In December 2019, CSA/CE SIG member, Dr Rosaleen McElvaney and her colleagues published their piece "Child sexual abuse disclosures: Does age make a difference?" in Child Abuse and Neglect.
Free access until 31st January 2020 through this link!
The literature is inconsistent as to the relationship between age at time of abuse and time to disclosure of child sexual abuse (CSA) and the factors that influence early disclosure.
This study sought to investigate the relationship between age of child at time of disclosure, taking account of age at time of abuse, delay in disclosure, and the relationship, if any, between factors influencing disclosure (feeling distressed, being believed, fear, contact with alleged perpetrator, difficulty saying it, and being asked) and age at time of disclosure.
Participants and Setting
The files of children (n=273) seen for evaluation in a child sexual abuse (CSA) centre were reviewed.
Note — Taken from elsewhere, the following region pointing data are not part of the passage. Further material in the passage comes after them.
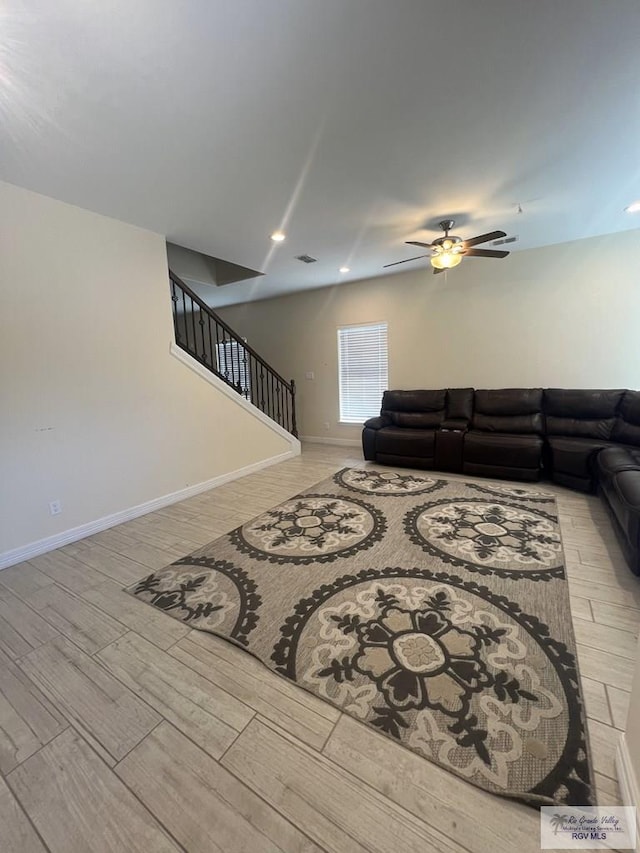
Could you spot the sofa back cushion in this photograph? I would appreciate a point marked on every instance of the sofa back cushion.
(460, 403)
(415, 409)
(510, 410)
(580, 412)
(626, 428)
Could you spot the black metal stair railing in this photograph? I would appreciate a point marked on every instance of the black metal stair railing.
(207, 338)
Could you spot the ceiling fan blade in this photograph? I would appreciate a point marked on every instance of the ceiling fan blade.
(406, 261)
(483, 238)
(485, 253)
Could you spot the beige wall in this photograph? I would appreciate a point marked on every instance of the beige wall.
(566, 315)
(94, 410)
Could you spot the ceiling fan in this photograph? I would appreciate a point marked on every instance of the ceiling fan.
(448, 251)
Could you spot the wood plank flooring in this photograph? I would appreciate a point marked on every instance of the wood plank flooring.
(123, 730)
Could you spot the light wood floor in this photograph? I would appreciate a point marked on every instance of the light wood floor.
(123, 730)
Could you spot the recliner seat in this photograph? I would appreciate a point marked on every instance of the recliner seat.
(578, 425)
(581, 438)
(506, 436)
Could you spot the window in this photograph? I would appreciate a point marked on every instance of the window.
(232, 364)
(362, 371)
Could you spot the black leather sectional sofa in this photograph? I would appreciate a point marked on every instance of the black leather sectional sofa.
(583, 439)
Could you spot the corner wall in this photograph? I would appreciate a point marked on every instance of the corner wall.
(95, 411)
(565, 315)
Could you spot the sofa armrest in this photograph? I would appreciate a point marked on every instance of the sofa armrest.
(377, 423)
(459, 424)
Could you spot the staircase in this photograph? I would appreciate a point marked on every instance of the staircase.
(207, 338)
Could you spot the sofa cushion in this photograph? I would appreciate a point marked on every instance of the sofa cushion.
(508, 410)
(581, 412)
(417, 420)
(399, 441)
(612, 460)
(459, 403)
(414, 401)
(509, 423)
(626, 428)
(574, 456)
(508, 401)
(624, 498)
(503, 450)
(580, 428)
(581, 403)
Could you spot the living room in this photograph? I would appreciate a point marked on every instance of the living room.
(121, 456)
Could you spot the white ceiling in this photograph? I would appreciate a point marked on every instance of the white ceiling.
(353, 125)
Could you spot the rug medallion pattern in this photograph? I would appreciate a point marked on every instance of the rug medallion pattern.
(423, 617)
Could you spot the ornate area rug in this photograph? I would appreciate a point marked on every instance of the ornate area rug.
(434, 610)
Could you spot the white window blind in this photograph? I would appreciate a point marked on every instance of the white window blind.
(362, 371)
(232, 363)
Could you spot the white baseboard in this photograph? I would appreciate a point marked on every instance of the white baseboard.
(41, 546)
(342, 442)
(629, 784)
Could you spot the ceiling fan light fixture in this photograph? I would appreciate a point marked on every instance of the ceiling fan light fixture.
(447, 258)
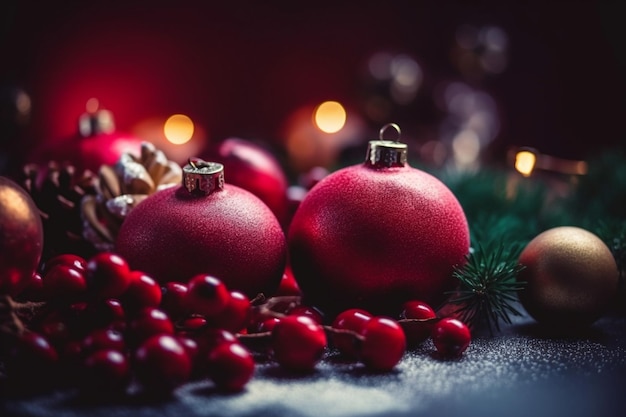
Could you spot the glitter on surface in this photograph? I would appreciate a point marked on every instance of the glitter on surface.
(520, 372)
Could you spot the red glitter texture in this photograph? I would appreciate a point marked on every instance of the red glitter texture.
(230, 234)
(374, 238)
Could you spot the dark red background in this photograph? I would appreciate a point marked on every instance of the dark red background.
(240, 68)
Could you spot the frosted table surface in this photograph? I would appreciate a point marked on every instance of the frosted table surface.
(518, 372)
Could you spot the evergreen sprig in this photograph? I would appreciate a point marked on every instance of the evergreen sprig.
(488, 287)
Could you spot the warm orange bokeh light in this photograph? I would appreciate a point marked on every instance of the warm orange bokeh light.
(178, 129)
(525, 162)
(330, 117)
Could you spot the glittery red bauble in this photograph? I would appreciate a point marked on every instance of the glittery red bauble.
(230, 234)
(253, 168)
(375, 237)
(21, 237)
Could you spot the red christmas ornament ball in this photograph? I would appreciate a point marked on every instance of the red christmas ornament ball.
(21, 237)
(224, 231)
(253, 168)
(375, 235)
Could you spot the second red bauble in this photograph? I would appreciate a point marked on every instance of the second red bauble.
(375, 235)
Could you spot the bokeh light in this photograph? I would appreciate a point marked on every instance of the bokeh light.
(330, 117)
(178, 129)
(525, 162)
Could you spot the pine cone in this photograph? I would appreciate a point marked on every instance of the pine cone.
(58, 190)
(121, 187)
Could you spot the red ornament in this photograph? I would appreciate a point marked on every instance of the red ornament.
(206, 227)
(375, 235)
(21, 237)
(253, 168)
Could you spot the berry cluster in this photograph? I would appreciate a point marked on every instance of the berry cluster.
(108, 328)
(111, 329)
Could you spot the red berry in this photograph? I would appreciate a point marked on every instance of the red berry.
(143, 291)
(162, 363)
(103, 339)
(193, 324)
(108, 275)
(104, 372)
(267, 325)
(33, 289)
(312, 312)
(298, 343)
(62, 281)
(173, 299)
(230, 366)
(354, 320)
(32, 361)
(383, 344)
(68, 259)
(206, 295)
(288, 285)
(417, 331)
(235, 315)
(451, 337)
(209, 338)
(104, 313)
(56, 330)
(149, 322)
(190, 345)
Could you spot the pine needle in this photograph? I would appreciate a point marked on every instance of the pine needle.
(488, 287)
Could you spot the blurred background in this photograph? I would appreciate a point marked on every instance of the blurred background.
(465, 80)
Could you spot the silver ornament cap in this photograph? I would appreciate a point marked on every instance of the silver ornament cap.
(384, 153)
(202, 177)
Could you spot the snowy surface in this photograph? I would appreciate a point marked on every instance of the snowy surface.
(519, 372)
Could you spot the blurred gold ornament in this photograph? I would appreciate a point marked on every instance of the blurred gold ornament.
(571, 277)
(123, 186)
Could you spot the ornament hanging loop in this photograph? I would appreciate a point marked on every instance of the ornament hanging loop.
(383, 153)
(202, 178)
(394, 126)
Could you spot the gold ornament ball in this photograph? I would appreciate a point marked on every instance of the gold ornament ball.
(571, 277)
(21, 237)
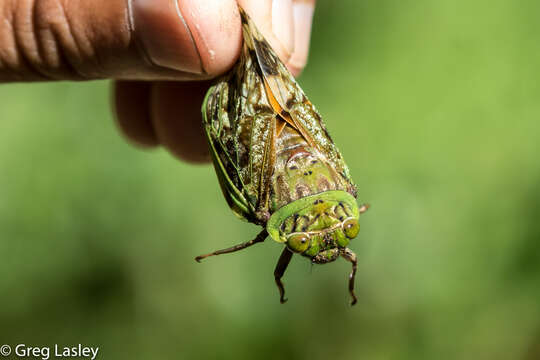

Demographic information and data relating to the child's experience of informal disclosure were extracted from children's evaluation reports, based on interviews with children and their parents, where professionals deemed that a credible account of CSA has been given.
A significant relationship was found between age at time of abuse and age at time of disclosure (χ2 (16) = 261.434, p < 0.05), whereby children were more likely to tell within the developmental period during which they were abused than within any other period; this pattern increased across each age category. Overall, no specific psychological factors were found to be predictive of early disclosure.
The findings suggest that children of all ages need to be targeted for prevention efforts and a larger study is needed to investigate whether some psychological factors are more predictive of disclosure than others.